When we met, Mr. Reddy asked if Ibrahim could act as his translator and advisor. Another one of his friends (who prefers to remain nameless), is a boy-faced little man who was once a member of the Dandulpalya Gang, a murderous South Indian version of the Manson family. Their group was once known for, among more brutal crimes like the slaughter of the elderly, and according to local crime reporters, consuming donkey’s blood on the night of the full moon.

And despite the seeming volatility of such a social circle, the group walks around the contained death-row facility unpinned and unshackled. Their camaraderie seems to be one more based upon commiseration than on conspiracy. “Every night I go to bed crying,” Mr. Reddy told me. “I hate this awful place.” One could justly argue that Mr. Reddy, who ruined the lives of potentially scores of innocent women during his fetishistic crime spree, deserves very much to hate his surroundings.

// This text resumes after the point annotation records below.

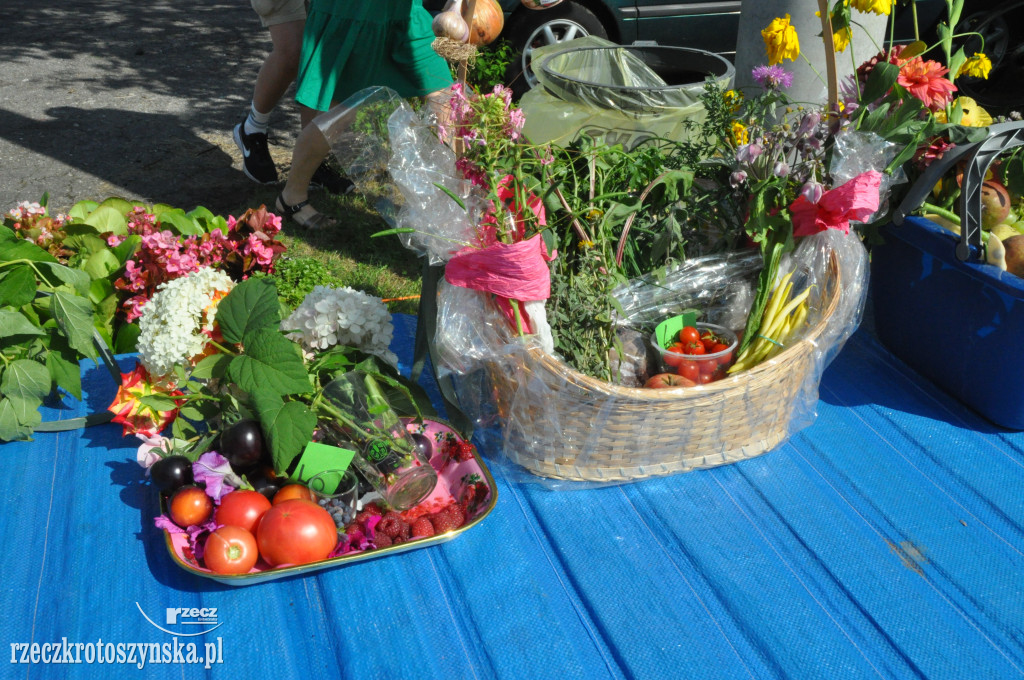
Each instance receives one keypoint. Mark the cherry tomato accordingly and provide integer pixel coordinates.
(693, 348)
(673, 354)
(688, 369)
(291, 492)
(189, 506)
(669, 380)
(230, 550)
(242, 508)
(689, 334)
(296, 532)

And despite the fact that he steadfastly denies his crimes, it might be a fair assessment, if it didn’t seem that his surroundings were more a symbol of an unintended institutional failure, or, at the very least, the unspoken compromise of a tentative Indian justice system.

The appeals process for death row criminals here flows upwards from the local courts all the way to desk of the President, or in some cases, the Governor of the local state. The road to a final decision takes decades to reach. So the hundreds of death row inmates in India can sometimes remain there, lingering indefinitely, until a death by natural causes occurs.

Reena Mary George is a Ph.D fellow at the University of Vienna who, during her research, also visited Belgaum Central Prison on behalf of a program called “Empowerment of Human Rights.” Ms. George believes that this purgatorial environment can breed close relationships among cellmates.

“The prisoners on death row with whom I have interacted have all been very cordial towards each other. They have often told me [things like], ‘we are in a situation where we do not know if we [will] live or die, we are away from our families and society. Hence we never fight. We comfort and provide space and respect,’” says Ms. George. Her observations also hint to the possibility that something like the lawyerly relationship between Ibrahim and Umesh Reddy might not be all that uncommon.

“[The prisoners] are united in their demanding of rights. Also, illiterate prisoners are taught by [those who can read]. Again, they help one another by writing letters or appeals for the ones who do not know how to read or write,” she says.

Although there has been ample consideration for such tactics as lethal injection, hanging is presently the only means by which Indian prisoners can presently be put to death. Hangmen remain on government payroll but they are seldom, if ever, called to work. Over the past two decades, only one execution has been carried out in India.

A movement to abolish the death penalty has yet to form in any substantial organizational sense here in India, but with 26/11 Pakistani attacker Ajmal Kasab indefinitely awaiting the results of his own appeal, more attention has been focused on the problematic system.

But for the likes of Suresh, who at age 6, walked into his house to find his mother tied to the floor and choked with multi-colored saris, soaking in blood from lacerating wounds suffered to the genital region, the wait for a final resolution often feels excruciating. “[Reddy] might say he is sad, but he is a liar,” Suresh, who only goes by one name, told me in an interview. “Don’t believe anything he says.” Suresh, now living with foster parents, is a happy 20 year-old man with a positive attitude. When asked whether he wants to see Reddy be hanged, however, the young man becomes stern and grim. He minces no words. “I want him to die,” he told me.

The Supreme Court upheld Mr. Reddy’s conviction in March of last year. Now his appeal sits with the President. How long it will remain there is anyone’s guess. But without any substantial outcry for institutional reforms, the wait for Suresh, and murderer of his mother, goes on.